Protesters to African leaders: end Burundi presidential bid

"We expect the east African heads of state to tell President Nkurunziza that the constitution of Burundi," a civil society activist and protest leader, told.

Protesters to African leaders: end Burundi presidential bid

World Bulletin / News Desk 

Protest organisers in Burundi urged African leaders meeting in Tanzania on Wednesday to demand that their president halt his bid for a third term, which has triggered the nation's worst crisis since an ethnically-fuelled civil war ended in 2005.

East African leaders and a top official from continental heavyweight South Africa met in Tanzania's commercial capital Dar es Salaam to discuss the crisis that has already spilled over into a region with a history of ethnic conflict.

More than 50,000 people have fled to neighbouring states. The U.N. refugee agency UNHCR said the crisis was heading towards a "worst case scenario" that could see 300,000 people fleeing, some to other parts of Burundi and others abroad.

That would mean displacing about 3 percent of the 10 million-strong population in one of Africa's most crowded nations.

"We expect the east African heads of state to tell President Nkurunziza that the constitution of Burundi and the Arusha peace agreement do not allow him to run for a third term," Pacifique Nininahazwe, a civil society activist and protest leader, told.

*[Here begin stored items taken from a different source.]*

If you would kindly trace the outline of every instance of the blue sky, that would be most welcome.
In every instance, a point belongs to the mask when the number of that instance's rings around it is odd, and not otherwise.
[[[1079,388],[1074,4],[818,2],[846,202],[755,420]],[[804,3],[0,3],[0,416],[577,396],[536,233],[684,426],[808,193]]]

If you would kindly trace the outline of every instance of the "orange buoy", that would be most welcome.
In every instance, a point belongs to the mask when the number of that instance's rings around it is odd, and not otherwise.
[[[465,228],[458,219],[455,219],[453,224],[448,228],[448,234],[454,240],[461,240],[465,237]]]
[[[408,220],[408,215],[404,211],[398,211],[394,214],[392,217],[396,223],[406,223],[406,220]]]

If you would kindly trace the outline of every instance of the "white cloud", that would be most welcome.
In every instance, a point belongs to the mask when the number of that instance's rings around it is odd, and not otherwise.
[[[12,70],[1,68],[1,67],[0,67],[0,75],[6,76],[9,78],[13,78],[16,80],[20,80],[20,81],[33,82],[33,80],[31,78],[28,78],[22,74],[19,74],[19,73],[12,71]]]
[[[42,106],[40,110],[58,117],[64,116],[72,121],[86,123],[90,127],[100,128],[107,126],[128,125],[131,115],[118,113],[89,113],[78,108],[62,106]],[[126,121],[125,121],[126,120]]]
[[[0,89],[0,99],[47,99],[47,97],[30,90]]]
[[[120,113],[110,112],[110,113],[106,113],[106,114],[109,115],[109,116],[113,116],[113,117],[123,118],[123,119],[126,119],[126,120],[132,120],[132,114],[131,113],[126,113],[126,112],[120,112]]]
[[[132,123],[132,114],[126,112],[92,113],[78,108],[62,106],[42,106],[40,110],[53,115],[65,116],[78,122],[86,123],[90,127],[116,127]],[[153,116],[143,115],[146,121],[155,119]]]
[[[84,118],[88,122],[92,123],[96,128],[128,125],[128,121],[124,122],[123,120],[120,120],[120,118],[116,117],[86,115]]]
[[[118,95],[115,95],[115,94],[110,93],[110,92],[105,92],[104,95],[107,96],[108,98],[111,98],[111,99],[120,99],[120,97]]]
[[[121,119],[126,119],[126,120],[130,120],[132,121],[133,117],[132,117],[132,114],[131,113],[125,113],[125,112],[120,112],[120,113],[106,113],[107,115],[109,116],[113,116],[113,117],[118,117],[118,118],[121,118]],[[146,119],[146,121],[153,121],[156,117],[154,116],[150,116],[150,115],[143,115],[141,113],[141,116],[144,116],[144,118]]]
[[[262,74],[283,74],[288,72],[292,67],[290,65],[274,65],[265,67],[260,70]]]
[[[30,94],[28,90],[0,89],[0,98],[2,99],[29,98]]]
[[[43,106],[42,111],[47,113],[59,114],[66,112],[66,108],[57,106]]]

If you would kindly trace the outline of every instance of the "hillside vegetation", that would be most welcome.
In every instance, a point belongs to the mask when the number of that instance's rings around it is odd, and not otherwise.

Nkurunziza, 51, who once led a rebel group from the majority Hutu population against the minority Tutsi-led army in the war, has pointed to a constitutional court ruling that said his first term did not count as he was chosen by lawmakers, not voted in.

Protesters say the court was manipulated and Britain and other donors have questioned the court's neutrality.

His bid and the mounting violence have drawn increasingly strong rebukes from Western nations and African colleagues. The United States, a major donor to the national army, said police must stop using "violent force" against protesters.

European states, big supporters of the budget, have withheld some aid, part of it related to a parliamentary vote scheduled for May 26 a presidential poll on June 26.

Police have regularly fired tear gas, water cannon and, say protesters, live rounds at demonstrators, who have hurled stones and barricaded streets in the capital. The police deny shooting.

Wednesday's summit host, Tanzanian President Jakaya Kikwete, whose country played a key role in ending Burundi's conflict, has criticised the third-term bid. In March he said that violating the constitution and Arusha deal risked violence.